The special case of the third property, where the “greater than or equal to” is always “greater than”, is very desirable to people because it means that they can use numbers for units and do simple arithmetic with the scales. This is called a strong metric property.
It is possible to have a scale that has any combination of the metric properties. For example, instead of measuring the distance between two places in meters, measure it in units of effort -– ancient Chinese uphill/downhill units. Does it have the property that M(a, a) = 0? Yes; it takes no effort to get to where you already are located. Does it have the property that M(a, b) = M(b, a)? No; it takes less effort to go downhill than to go uphill. Does it have the property that M(a, b) + M(b, c) >= M(a, c)? Yes; the amount of effort needed to go directly to a place will always be less than the effort of making another stop along the way.
Now, your first homework assignment is to come up with examples for the other cases. I offer an autograph copy of SQL FOR SMARTIES (4th edition) for examples of this.
Range, Granularity, Accuracy and Precision
Range, Granularity, Accuracy and Precision are properties of a measurements whether it is discrete or continuous. These have more to do with taking the measurement than with the property being measured. This will eventually become the choice of data types, policies, procedures, constraints and all the other stuff that a good DBA used to obtain data integrity.
Measurements (and the tools that take the measurement) have a range — what are the highest and lowest values which can appear on the scale?

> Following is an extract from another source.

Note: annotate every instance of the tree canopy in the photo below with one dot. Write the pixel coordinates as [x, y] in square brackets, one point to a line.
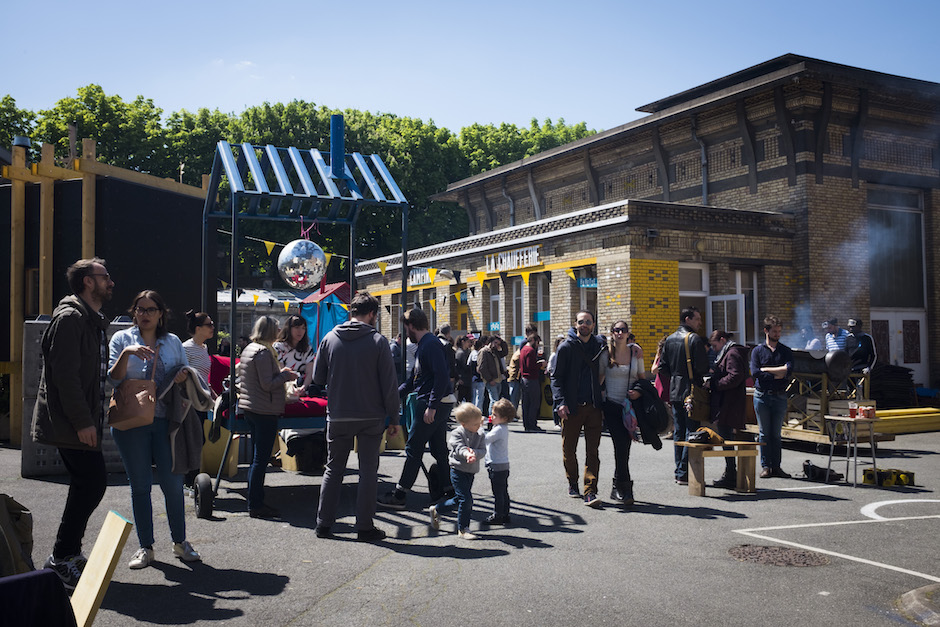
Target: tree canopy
[422, 157]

Database designers do not have infinite storage, so we have to pick a subrange to use in the database when we have no upper or lower bound. For example, very few SQL calendar functions will handle geological time periods. But then very few companies have bills that have been outstanding for that long, either, so we do not mind. Temperatures go from Absolute Zero to infinite, but weather reports are kept with that range.
Look at a ruler and a micrometer. They both measure length, using the same SI unit scale, but there is a difference. A micrometer is more precise because it has a finer granularity of units. Granularity is a static property of the scale itself — how many notches there are on your ruler.

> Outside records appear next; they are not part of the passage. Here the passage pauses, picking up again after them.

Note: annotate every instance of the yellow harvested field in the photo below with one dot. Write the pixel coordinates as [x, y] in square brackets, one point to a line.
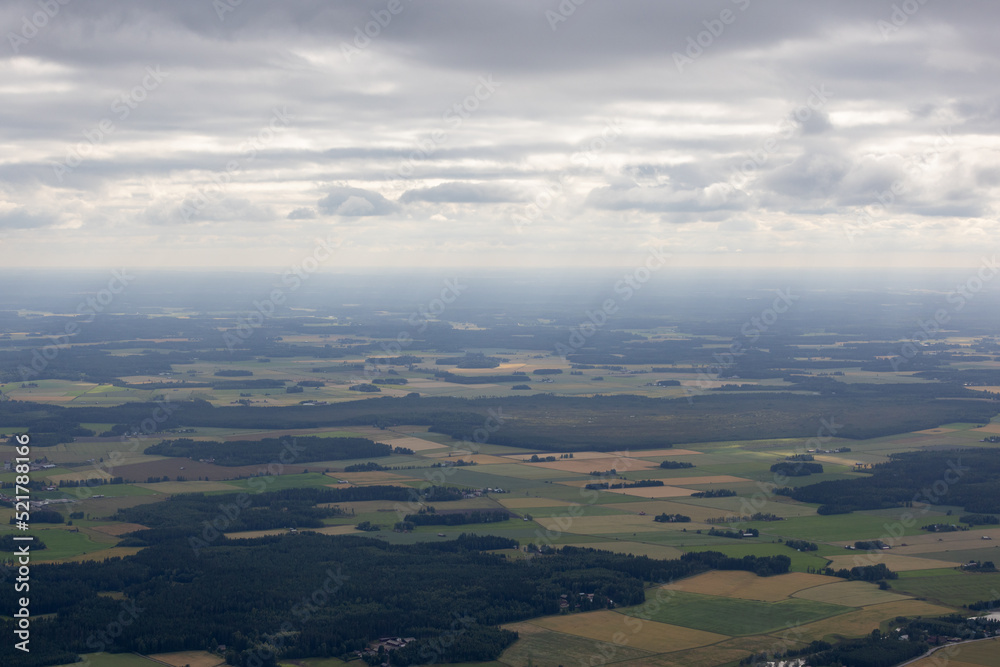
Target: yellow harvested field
[661, 452]
[521, 503]
[113, 552]
[337, 530]
[863, 621]
[192, 658]
[635, 548]
[748, 586]
[600, 525]
[708, 656]
[993, 389]
[78, 476]
[118, 528]
[895, 562]
[656, 492]
[579, 456]
[961, 540]
[480, 459]
[325, 530]
[850, 594]
[985, 653]
[712, 479]
[609, 626]
[620, 464]
[370, 477]
[193, 486]
[247, 534]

Carrying things to an insane number of decimal places is a waste, but it looks compressive (Mother Celko’s Heuristic: a statistic impresses people with the square of the decimal places).
Accuracy is how close the measurement, repeated again and again, comes to the actual value. Sometimes the “actual value” is a bit vague, but often it is not. There is an issue of timeliness – “Is that really my bank balance? I just made a deposit!”

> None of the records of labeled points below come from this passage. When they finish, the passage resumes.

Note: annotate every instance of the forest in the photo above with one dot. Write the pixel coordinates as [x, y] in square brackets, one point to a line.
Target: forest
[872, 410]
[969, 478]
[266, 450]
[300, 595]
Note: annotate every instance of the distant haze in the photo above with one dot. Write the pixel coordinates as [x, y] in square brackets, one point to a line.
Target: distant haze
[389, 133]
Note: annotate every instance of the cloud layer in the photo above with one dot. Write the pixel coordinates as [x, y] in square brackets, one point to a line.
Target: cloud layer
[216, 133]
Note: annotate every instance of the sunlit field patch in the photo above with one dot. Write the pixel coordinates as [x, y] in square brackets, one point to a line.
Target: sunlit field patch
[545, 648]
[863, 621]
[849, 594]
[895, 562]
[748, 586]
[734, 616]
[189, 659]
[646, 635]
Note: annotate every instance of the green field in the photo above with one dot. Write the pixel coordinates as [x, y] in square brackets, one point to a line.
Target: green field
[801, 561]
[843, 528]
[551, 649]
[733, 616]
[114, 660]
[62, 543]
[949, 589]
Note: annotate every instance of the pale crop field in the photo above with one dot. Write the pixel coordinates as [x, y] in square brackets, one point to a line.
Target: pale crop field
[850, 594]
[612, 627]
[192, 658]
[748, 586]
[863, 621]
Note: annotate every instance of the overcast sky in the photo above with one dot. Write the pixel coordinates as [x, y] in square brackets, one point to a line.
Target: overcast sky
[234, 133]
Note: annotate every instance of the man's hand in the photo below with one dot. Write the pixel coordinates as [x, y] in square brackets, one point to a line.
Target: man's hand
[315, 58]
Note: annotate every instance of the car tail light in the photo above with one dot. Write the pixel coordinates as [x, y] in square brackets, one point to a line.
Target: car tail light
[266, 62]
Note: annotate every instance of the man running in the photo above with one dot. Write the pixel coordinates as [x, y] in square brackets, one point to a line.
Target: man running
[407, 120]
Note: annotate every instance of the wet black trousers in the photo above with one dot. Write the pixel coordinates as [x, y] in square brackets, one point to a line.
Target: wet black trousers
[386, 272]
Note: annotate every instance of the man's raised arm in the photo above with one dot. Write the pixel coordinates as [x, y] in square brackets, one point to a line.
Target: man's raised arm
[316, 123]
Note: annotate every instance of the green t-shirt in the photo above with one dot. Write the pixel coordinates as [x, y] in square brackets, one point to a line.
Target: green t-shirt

Precision is a measure of how repeatable a measurement is. This is different from accuracy. If you ask people for their birth date, they will give you an answer that is verified by a passport, driver’s license, the testimony of living men, etc. decade after decade, they will get the same answer. Then they find out that the original birth certificate was wrong.
Think of the pellets in the blast from a good shotgun. The choke is right, but the sighs are bent. You can get a tight pattern off of the bull’s eye.
This was the high level overview of measurements in the abstract. The next step is to get back to the hardware and look at Numeric Data from a database/computer viewpoint.